Guiné 63/74 - P11742: Tabanca Grande (402): Joaquim Luís Fernandes (ex-Alf Mil da CCAÇ 3461/BCAÇ 3863, Teixeira Pinto, 1973/74), residente em Maceira / Leiria, tabanqueiro nº 621

1. Mensagem do nosso camarada e novo tertuliano Joaquim Luís Fernandes, ex-Alf Mil da CCAÇ 3461/BCAÇ 3863, Teixeira Pinto, 1973/74, com data de 3 de Junho de 2013:

Caro camarada Carlos Vinhal:

Começo por agradecer a resposta pronta e favorável à minha participação no encontro do próximo dia 8 em Monte Real.
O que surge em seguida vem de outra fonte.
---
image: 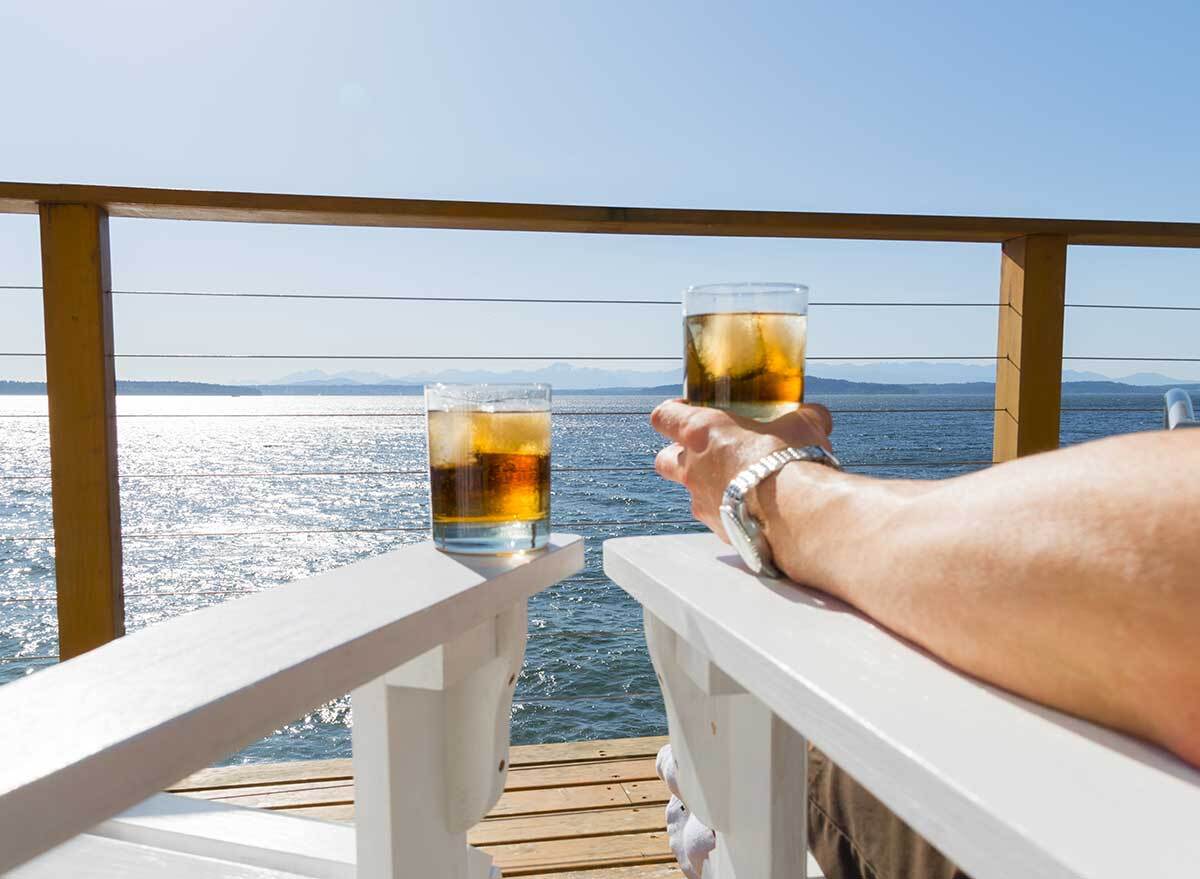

Lá nos encontraremos.

Brevemente, após o nosso encontro, tenciono partilhar para o Blogue um pouco da minha passagem pela Guiné, pelo menos os aspetos que considere relevantes para os fins em vista.

Apresento-me:

(i) Joaquim Luís Fernandes, natural e residente em Maceira, concelho de Leiria.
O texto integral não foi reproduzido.